Systems and Computing Engineering Department, Universidad de los Andes, Bogotá 111711, Colombia.
Biotechnology lab, Centro de Investigación de la caña de azúcar de Colombia, CENICAÑA, Cali 760046, Colombia.
Bioinformatics. 2019 Nov 1;35(22):4716-4723. doi: 10.1093/bioinformatics/btz275.
Accurate detection, genotyping and downstream analysis of genomic variants from high-throughput sequencing data are fundamental features in modern production pipelines for genetic-based diagnosis in medicine or genomic selection in plant and animal breeding. Our research group maintains the Next-Generation Sequencing Experience Platform (NGSEP) as a precise, efficient and easy-to-use software solution for these features.

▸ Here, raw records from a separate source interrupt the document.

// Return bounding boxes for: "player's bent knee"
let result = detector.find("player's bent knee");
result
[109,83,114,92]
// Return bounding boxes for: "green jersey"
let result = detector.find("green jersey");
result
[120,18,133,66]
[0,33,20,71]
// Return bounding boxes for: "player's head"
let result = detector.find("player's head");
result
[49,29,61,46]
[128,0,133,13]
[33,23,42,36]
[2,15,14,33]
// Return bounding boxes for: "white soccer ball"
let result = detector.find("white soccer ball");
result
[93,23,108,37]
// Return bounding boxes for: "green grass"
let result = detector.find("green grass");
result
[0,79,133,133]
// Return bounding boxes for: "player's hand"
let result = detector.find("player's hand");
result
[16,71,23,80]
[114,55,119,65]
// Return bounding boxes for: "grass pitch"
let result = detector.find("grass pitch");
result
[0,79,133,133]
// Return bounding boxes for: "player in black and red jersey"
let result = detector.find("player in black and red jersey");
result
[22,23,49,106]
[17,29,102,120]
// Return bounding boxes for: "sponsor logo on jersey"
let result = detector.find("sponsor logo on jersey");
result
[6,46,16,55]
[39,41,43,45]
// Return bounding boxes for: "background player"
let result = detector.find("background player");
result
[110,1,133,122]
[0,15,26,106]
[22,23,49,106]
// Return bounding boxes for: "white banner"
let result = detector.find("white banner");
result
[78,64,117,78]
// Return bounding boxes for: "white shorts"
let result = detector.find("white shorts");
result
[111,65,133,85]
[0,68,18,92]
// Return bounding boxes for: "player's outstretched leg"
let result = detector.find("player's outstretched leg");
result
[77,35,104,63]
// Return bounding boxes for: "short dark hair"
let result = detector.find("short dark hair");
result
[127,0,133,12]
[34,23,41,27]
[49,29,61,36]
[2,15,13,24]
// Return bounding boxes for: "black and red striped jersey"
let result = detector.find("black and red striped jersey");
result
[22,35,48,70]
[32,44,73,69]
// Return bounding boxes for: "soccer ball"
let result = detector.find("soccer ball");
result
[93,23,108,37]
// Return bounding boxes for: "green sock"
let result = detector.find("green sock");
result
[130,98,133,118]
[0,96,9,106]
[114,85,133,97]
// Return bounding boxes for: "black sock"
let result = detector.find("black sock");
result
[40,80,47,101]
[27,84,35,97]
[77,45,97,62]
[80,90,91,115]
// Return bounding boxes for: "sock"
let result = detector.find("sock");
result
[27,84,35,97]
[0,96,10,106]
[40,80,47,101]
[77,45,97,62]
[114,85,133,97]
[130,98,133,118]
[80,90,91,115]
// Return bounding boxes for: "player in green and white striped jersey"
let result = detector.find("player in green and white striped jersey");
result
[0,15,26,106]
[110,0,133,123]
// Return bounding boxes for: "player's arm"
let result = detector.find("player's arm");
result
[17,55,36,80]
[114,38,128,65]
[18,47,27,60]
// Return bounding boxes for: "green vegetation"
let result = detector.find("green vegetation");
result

Understanding that incorrect alignments around short tandem repeats are an important source of genotyping errors, we implemented in NGSEP new algorithms for realignment and haplotype clustering of reads spanning indels and short tandem repeats. We performed extensive benchmark experiments comparing NGSEP to state-of-the-art software using real data from three sequencing protocols and four species with different distributions of repetitive elements. NGSEP consistently shows comparative accuracy and better efficiency compared to the existing solutions. We expect that this work will contribute to the continuous improvement of quality in variant calling needed for modern applications in medicine and agriculture.
NGSEP is available as open source software at http://ngsep.sf.net.
Supplementary data are available at Bioinformatics online.
从高通量测序数据中准确检测、基因分型和下游分析基因组变异是医学中基于遗传的诊断或植物和动物育种中基于基因组选择的现代生产管道中的基本特征。我们的研究小组维护着下一代测序体验平台(NGSEP),作为一种精确、高效和易于使用的软件解决方案,具有这些功能。
我们认识到短串联重复周围不正确的比对是基因分型错误的一个重要来源,因此在 NGSEP 中实现了新的算法,用于重新比对和单倍型聚类跨越插入缺失和短串联重复的读取。我们使用来自三种测序方案和四种具有不同重复元件分布的物种的真实数据,对 NGSEP 与最先进的软件进行了广泛的基准测试实验。与现有解决方案相比,NGSEP 始终表现出相当的准确性和更好的效率。我们期望这项工作将有助于不断提高医学和农业现代应用中所需的变异调用质量。
NGSEP 可在 http://ngsep.sf.net 上作为开源软件获得。
补充数据可在生物信息学在线获得。